Aku tidak dapat berkomentar apapun. Bila yang berada di hadapanku adalah seorang yang berpendidikan, tentu aku akan melarangnya jauh-jauh mengunjungiku . Cukup dengan telepon, masalah bisa selesai. Biaya yang dikeluarkannya untuk ke rumahku, sama dengan penghasilannya satu minggu. Agghh!!
Seperti biasa, aku lalu menenangkannya. “InsyaAllah, selalu ada rejeki. Ibu jangan khawatir, saya akan menghubungi pimpinan sekolah Iwan dan akan membantu meringankan beban ini”.

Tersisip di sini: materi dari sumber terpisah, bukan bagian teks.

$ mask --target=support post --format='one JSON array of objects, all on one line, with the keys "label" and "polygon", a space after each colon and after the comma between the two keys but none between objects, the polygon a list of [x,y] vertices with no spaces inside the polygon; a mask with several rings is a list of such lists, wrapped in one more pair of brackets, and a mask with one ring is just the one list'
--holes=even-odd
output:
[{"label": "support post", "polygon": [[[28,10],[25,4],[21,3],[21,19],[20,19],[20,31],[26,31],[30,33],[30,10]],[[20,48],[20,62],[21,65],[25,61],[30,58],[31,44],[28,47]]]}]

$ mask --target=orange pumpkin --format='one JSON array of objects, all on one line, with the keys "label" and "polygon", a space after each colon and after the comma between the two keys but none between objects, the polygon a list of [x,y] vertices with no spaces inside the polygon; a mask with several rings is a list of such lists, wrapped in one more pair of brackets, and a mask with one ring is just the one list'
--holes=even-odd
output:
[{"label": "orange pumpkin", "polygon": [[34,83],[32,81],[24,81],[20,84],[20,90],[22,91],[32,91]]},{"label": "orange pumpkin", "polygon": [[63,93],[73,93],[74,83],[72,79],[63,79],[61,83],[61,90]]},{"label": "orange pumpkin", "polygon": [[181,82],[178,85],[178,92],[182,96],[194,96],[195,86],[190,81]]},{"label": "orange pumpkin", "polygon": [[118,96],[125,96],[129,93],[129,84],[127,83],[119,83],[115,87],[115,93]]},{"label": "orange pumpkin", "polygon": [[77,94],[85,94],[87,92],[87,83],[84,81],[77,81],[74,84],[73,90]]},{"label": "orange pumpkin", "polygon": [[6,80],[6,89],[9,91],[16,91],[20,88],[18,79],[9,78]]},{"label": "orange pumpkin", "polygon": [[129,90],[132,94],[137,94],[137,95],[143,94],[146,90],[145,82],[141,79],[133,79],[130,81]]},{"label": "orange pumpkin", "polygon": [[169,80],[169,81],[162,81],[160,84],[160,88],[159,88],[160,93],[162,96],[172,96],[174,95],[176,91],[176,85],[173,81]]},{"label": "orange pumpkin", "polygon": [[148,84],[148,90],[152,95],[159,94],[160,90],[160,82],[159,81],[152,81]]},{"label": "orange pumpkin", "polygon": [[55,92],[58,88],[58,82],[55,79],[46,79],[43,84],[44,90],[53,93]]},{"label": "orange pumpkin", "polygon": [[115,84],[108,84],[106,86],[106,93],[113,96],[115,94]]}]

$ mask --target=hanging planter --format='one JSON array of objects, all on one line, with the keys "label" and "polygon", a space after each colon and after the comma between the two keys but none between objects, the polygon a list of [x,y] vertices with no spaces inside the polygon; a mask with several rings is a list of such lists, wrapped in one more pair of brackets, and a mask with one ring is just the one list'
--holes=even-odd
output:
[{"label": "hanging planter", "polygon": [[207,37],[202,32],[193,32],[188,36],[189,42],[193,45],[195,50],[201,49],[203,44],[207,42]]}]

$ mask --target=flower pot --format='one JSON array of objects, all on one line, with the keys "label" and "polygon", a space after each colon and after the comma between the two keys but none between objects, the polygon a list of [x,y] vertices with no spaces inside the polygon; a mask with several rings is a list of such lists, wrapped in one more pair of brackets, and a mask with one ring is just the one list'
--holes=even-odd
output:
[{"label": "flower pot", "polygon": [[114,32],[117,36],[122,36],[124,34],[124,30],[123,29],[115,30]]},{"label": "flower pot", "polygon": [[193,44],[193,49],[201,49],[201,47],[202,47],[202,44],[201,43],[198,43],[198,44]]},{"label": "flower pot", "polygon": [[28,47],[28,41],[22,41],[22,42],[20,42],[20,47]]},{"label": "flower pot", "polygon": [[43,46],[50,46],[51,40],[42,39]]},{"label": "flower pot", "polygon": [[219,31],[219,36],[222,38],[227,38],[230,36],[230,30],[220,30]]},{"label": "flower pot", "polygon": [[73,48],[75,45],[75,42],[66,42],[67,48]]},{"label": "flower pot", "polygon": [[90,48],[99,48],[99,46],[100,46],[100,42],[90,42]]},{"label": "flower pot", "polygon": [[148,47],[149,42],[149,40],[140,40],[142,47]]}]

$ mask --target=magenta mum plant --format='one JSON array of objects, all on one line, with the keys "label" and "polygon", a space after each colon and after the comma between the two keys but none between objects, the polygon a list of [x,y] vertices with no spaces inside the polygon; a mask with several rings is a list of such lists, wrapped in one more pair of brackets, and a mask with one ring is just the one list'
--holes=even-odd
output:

“Terimakasih Bu, terimakasih.” Mata tua itu banjir air mata. “Allah yang membalas ya Bu, Allah yang membalas.” Lirihnya berkali-kali. Aku hanya menatapnya haru. Beberapa saat, aku biarkan dia terisak meluapkan perasaannya.
Peristiwa ini terjadi tahun 2010. Akupun sudah tidak ingat kapan persisnya. Namun suatu keajaiban besar terjadi dalam hidupku. Di pertengahan 2011, atas izin Allah aku mendapatkan Beasiswa Unggulan dari Kemendiknas untuk melanjutkan pendidikan Strata II di Universitas Negeri Jakarta. Jumlah beasiswa itupun jauh melebihi apa yang pernah aku beri selama ini untuk anak-anak asuhku. Aku berpikir, ini sungguh menakjubkan, karena statusku bukanlah wanita karir yang sarat prestasi.
Ada seuntai doa yang senantiasa terngiang – ngiang di telingaku. Doa Ibu Iwan, “Allah yang membalas ya Bu, Allah yang membalas.”
Agghhh. Bu Iwan, tahukah kamu, sekarang Allah telah mengabulkan salah satu doa’mu. Dia telah memberi balasan istimewa untukku. Sungguh disisi Allah, sedikit kebaikanpun tidak pernah sia-sia.